The New York Times reported that DNA testing is already performed on Pap smear samples, to look for the human papillomavirus (HPV), which causes cervical cancer.

During the study, researchers developed a test to look for genetic markers of ovarian and endometrial cancers that were present in the cervical fluid, wrote FoxNews.com.

The new test analyzes cervical fluid differently than the cervical cancer test. The cervical fluid collected during a Pap smear can contain cells, including cancer cells that have been shed from the ovaries or endometrium.

FoxNews.com reported that among women already known to have these cancers, the test correctly identified 100 percent of endometrial cancers, and 41 percent of ovarian cancers.

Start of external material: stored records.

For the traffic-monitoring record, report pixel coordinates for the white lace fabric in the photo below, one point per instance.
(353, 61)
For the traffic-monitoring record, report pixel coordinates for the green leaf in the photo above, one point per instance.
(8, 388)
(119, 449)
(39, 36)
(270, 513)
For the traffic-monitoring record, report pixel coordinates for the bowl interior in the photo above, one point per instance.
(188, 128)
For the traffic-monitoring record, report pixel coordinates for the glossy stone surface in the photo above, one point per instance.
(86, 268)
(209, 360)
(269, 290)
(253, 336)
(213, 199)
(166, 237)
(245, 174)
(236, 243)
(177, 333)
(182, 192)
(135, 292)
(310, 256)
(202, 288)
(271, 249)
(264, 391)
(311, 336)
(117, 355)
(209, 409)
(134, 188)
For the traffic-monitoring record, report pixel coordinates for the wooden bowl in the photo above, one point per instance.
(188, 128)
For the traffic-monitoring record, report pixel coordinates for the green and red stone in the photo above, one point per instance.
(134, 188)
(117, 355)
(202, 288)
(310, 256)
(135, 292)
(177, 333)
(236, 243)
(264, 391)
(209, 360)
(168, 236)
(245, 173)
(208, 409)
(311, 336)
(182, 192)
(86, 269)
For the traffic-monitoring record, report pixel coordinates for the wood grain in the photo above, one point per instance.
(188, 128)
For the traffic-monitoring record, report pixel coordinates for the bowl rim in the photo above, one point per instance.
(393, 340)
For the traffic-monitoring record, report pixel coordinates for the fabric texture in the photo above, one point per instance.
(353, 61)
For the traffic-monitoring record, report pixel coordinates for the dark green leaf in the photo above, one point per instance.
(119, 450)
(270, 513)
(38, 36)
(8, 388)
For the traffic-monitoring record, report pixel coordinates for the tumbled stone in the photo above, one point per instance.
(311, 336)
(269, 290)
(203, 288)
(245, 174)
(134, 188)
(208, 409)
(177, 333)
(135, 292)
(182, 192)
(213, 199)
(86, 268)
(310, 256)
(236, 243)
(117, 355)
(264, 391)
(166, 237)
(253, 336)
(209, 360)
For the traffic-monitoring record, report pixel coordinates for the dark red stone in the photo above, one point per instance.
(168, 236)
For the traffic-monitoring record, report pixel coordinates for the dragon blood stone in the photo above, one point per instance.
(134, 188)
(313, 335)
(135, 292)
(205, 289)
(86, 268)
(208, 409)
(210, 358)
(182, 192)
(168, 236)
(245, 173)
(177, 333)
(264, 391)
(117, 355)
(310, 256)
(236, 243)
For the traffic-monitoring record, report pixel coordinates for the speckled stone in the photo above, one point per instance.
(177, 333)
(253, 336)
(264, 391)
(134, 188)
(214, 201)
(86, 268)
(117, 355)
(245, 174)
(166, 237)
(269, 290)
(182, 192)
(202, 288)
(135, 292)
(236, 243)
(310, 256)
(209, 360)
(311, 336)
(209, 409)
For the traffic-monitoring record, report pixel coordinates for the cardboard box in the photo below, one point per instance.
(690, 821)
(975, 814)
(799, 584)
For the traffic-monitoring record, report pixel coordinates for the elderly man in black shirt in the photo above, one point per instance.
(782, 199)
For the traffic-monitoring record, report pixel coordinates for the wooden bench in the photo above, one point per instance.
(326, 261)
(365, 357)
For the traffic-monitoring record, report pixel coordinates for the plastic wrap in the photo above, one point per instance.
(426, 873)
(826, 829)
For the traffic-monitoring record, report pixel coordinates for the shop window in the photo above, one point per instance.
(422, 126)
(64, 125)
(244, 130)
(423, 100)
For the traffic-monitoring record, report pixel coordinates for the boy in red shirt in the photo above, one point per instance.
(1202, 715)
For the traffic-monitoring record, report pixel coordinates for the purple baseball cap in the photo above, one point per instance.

The New York Times said however that it hasn’t been used on women who appear healthy, to determine if it can detect early signs of ovarian and endometrial cancer.

The test is far from clinic-ready, stated Science News. But if it’s confirmed in larger studies and developed into a usable test, this approach could change cancer testing in women.

“Probably one of the most exciting features of this approach,” Diaz said to New York Times, “is that we wanted a test that would seamlessly integrate with routine medical practice that could be utilized with the same test that women get every day all over the world, the Pap smear.”

Currently, there are no recommended screening tests for ovarian and endometrial cancer, wrote FoxNews.com.